Outside: Clouds, a Weight Over Your Head
Steve Roark, Volunteer Interpreter: Cumberland Gap National Historical Park
With all the rainfall we’ve had, clouds have been pretty common of late. And when you look up at fluffy clouds suspended in the sky you naturally think they do not weigh much since they are literally floating on air. But taken as a whole, there is a surprising amount of weight hanging up there.
Clouds are of course a large group of suspended water droplets, or ice droplets depending on their elevation. A droplet is formed when water vapor condenses on some microscopic particle of dust, and only averages around 1/500th of an inch in diameter, small enough to be held aloft in the atmosphere. Clouds tend to be big and so all those droplets add up.

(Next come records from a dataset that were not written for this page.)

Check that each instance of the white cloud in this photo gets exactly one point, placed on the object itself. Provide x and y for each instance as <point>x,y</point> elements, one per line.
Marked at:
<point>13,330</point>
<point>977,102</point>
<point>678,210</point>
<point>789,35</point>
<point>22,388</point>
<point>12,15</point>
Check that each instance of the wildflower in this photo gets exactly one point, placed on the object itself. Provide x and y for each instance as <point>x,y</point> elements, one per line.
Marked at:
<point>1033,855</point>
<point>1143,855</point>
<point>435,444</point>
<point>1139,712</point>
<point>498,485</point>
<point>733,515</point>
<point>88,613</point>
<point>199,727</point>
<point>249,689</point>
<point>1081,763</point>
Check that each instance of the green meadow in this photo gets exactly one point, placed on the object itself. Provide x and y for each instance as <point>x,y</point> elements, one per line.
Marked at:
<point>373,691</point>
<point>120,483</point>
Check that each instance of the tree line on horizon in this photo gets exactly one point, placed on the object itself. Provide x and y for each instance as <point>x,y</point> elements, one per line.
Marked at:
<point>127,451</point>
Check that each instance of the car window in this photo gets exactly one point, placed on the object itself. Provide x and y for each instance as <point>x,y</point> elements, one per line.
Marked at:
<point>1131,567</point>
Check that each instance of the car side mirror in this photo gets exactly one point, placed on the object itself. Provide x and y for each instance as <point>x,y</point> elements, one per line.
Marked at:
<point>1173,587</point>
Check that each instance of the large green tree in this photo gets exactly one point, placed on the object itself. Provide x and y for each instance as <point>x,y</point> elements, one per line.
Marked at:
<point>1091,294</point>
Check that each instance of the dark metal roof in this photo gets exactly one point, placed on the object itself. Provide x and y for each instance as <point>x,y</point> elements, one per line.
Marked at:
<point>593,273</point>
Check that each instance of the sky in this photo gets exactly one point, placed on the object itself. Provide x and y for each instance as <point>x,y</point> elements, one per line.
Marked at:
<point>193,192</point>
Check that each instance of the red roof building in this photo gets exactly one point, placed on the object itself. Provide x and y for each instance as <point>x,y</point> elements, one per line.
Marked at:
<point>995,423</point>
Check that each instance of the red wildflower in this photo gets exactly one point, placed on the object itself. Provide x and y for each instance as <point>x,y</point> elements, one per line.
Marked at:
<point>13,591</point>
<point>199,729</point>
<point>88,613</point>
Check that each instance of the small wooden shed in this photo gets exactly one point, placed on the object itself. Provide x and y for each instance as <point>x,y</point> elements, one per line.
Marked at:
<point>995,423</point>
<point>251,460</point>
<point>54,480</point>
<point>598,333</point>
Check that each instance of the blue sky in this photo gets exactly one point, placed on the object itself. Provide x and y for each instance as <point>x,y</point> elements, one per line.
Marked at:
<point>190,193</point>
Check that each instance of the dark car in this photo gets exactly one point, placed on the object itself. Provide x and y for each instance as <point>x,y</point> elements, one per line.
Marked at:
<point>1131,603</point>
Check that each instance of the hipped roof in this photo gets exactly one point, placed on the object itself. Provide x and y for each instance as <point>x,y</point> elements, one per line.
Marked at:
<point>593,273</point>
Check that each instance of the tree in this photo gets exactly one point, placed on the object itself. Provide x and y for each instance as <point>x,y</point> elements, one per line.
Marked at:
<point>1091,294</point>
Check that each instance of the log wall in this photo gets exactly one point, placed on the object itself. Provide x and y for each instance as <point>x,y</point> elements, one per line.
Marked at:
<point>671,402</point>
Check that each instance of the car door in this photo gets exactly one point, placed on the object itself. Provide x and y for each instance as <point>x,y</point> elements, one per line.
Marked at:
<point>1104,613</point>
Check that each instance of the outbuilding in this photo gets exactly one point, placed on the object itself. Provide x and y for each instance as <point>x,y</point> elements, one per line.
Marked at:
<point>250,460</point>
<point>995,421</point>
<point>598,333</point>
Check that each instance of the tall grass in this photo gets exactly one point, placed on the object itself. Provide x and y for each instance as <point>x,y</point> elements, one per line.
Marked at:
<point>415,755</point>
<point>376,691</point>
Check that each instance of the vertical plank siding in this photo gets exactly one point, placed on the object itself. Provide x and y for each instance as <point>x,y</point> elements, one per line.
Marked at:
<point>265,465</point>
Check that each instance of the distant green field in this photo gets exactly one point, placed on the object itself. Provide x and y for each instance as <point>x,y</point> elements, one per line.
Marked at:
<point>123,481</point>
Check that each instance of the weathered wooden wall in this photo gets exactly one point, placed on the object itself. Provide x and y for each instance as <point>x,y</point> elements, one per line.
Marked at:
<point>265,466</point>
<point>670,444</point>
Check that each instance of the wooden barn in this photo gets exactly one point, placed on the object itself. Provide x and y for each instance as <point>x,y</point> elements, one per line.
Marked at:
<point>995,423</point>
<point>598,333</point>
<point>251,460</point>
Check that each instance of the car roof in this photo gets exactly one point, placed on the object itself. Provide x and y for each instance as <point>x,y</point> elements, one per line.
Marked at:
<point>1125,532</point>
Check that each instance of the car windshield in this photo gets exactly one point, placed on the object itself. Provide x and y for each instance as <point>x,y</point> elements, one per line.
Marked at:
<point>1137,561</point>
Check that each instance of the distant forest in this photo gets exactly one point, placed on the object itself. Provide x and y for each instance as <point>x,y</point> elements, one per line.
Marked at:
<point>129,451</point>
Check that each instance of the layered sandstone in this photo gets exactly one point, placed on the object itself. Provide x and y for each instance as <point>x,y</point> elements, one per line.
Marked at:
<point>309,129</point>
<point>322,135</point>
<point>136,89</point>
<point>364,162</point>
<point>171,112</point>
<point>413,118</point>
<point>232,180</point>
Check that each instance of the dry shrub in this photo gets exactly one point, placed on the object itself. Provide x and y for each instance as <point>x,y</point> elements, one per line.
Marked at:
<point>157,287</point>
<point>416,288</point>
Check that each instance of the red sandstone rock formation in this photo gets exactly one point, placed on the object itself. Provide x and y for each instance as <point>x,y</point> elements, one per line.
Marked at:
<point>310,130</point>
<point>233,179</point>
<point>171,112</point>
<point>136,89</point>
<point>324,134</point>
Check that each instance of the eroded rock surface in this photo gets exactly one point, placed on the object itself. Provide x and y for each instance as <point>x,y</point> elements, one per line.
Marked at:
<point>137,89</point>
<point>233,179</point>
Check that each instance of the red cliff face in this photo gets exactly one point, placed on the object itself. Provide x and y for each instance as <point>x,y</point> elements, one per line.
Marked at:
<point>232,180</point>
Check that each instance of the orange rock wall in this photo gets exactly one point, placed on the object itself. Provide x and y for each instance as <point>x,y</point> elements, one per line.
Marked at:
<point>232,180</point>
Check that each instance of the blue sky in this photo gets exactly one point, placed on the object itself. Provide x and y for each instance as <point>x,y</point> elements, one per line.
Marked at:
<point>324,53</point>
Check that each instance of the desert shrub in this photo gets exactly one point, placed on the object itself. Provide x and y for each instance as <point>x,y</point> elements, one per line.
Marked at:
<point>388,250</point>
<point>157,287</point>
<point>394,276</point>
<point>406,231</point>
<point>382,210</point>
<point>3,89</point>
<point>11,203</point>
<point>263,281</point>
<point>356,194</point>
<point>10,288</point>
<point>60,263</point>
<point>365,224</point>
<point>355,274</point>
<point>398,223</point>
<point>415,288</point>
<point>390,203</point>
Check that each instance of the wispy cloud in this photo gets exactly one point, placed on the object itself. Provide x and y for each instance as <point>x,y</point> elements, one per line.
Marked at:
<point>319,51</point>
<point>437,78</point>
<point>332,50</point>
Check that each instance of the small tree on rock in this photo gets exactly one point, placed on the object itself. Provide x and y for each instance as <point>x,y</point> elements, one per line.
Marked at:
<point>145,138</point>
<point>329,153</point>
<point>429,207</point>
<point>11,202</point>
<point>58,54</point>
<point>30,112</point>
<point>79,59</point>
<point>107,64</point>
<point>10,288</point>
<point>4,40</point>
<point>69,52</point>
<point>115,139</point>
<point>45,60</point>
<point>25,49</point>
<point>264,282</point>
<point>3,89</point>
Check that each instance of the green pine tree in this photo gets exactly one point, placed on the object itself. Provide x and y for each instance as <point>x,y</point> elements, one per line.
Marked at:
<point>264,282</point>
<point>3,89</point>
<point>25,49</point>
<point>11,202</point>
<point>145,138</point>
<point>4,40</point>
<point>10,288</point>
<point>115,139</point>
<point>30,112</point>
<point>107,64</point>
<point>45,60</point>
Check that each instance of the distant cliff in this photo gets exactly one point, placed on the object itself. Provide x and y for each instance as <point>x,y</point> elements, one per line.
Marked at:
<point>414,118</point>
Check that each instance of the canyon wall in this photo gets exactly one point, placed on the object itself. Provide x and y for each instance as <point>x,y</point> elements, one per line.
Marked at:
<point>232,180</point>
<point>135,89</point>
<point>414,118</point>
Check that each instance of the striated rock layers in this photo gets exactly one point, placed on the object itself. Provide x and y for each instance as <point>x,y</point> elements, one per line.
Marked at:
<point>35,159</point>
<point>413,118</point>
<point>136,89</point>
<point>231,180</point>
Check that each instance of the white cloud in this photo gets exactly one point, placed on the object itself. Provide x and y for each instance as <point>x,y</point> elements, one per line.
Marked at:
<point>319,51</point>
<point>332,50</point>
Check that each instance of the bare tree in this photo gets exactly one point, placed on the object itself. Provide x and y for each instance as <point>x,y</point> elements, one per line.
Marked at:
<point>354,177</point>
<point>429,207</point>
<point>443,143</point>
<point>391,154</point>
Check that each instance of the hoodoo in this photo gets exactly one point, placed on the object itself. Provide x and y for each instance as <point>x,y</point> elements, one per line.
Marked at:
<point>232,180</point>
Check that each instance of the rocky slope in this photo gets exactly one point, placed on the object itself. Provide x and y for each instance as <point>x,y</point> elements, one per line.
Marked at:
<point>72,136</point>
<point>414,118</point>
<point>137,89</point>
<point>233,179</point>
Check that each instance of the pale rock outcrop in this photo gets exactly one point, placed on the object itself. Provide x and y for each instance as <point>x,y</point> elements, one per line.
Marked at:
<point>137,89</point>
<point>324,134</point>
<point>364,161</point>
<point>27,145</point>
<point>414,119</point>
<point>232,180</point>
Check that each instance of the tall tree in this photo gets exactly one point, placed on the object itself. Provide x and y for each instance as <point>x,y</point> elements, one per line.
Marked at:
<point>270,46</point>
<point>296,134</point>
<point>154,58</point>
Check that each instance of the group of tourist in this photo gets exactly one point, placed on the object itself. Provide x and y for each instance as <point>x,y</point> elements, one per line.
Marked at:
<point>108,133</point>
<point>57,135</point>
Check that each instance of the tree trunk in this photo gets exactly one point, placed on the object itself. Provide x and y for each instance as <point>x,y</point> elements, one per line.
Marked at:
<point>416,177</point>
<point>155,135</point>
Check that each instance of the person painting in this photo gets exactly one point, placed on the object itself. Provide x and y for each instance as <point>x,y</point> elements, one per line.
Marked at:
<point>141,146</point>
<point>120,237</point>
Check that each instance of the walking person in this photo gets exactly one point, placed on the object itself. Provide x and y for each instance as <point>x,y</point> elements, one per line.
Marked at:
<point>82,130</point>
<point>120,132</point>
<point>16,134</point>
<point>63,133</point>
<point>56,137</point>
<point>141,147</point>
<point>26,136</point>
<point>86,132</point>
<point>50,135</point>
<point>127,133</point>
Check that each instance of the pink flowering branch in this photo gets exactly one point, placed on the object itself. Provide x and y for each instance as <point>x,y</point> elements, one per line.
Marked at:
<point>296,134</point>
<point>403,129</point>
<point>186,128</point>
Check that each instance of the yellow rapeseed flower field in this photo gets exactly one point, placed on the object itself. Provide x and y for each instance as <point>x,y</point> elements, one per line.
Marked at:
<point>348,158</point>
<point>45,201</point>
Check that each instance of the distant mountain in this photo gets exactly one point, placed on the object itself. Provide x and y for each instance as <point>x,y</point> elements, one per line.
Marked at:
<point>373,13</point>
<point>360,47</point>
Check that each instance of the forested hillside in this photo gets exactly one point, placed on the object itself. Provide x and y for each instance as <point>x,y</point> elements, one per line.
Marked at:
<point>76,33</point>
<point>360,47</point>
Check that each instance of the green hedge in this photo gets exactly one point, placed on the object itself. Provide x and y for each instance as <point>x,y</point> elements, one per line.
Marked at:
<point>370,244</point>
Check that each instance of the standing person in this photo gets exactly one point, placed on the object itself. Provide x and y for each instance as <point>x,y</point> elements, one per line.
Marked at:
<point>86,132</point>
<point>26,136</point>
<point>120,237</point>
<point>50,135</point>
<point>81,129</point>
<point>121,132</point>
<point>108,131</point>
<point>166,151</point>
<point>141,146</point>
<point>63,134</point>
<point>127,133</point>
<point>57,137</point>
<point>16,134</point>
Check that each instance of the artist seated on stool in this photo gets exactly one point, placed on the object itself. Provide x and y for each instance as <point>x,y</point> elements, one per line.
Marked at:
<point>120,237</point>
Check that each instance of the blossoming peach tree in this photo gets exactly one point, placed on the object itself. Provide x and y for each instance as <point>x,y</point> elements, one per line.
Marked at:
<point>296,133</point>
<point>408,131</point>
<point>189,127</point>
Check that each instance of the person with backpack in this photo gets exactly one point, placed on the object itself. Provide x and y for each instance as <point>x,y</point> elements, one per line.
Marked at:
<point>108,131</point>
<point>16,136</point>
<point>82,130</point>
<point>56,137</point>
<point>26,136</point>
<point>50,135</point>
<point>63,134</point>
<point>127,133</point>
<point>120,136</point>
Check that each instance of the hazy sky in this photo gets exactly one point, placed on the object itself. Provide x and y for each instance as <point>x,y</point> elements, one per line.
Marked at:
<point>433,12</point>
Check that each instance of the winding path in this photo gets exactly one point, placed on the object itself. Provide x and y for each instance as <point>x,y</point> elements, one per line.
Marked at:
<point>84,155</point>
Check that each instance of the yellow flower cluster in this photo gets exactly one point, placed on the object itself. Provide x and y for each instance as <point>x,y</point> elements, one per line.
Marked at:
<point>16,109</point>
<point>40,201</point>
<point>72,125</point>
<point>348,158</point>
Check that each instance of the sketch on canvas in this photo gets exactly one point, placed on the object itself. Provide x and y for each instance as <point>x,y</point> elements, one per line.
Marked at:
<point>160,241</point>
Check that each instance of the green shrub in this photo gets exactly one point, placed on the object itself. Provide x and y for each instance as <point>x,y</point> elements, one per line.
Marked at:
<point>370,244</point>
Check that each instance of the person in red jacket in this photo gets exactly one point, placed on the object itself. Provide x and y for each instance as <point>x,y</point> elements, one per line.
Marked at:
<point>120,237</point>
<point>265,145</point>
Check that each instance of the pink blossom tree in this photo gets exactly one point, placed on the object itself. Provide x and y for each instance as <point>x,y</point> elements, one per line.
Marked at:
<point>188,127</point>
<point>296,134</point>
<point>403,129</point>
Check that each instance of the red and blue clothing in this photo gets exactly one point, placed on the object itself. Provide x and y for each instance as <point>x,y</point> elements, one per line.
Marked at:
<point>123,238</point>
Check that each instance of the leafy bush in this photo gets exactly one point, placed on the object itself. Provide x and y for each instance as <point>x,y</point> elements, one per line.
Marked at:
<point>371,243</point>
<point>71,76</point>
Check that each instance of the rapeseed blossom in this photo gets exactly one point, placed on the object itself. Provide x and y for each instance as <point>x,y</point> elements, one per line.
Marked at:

A meteorologist named Peggy LeMone figured out the weight of a typical cumulus cloud, which are those puffy white clouds that form on sunny days and look like popcorn or cauliflower. Since a ton is hard to visualize, LeMone compared a cloud’s weight to something more meaningful: elephants. A typical cumulus cloud weighs around 100 elephants, each averaging around 6 tons. Considering how many cumulus clouds you see on an average day, that’s a lot of elephants floating around.
The numbers are even more impressive for a storm cloud, the cumulonimbus type with a tall anvil shaped top and flat, dark bottom. Those can weigh in at 200,000 elephants. The largest storm cloud formation is one formed by a hurricane, which can pack a wallop of 40 million elephants, more than all the elephants on the planet. Now that is a pack of pachyderms.
When conditions are right and those cloud droplets collide and stick together enough to fall as rain, some of that weight comes down here. For every inch of rain that falls on your average roof, the cloud dropped around 12,000 pounds of water, or two elephants worth. With all the recent rain, there has been a lot of elephants flowing down my gutters. And when you think of how many elephant’s worth of rain flows off an average Walmart parking lot (162 elephants per inch of rain), it boggles the mind.
When you see rain as a unit of weight it is easier to understand its ability to cause a lot of damage through erosion and floods. Planning how to handle all that power when it comes your way is important, whether your building a house or a driveway. Be sure to take all those elephants into account.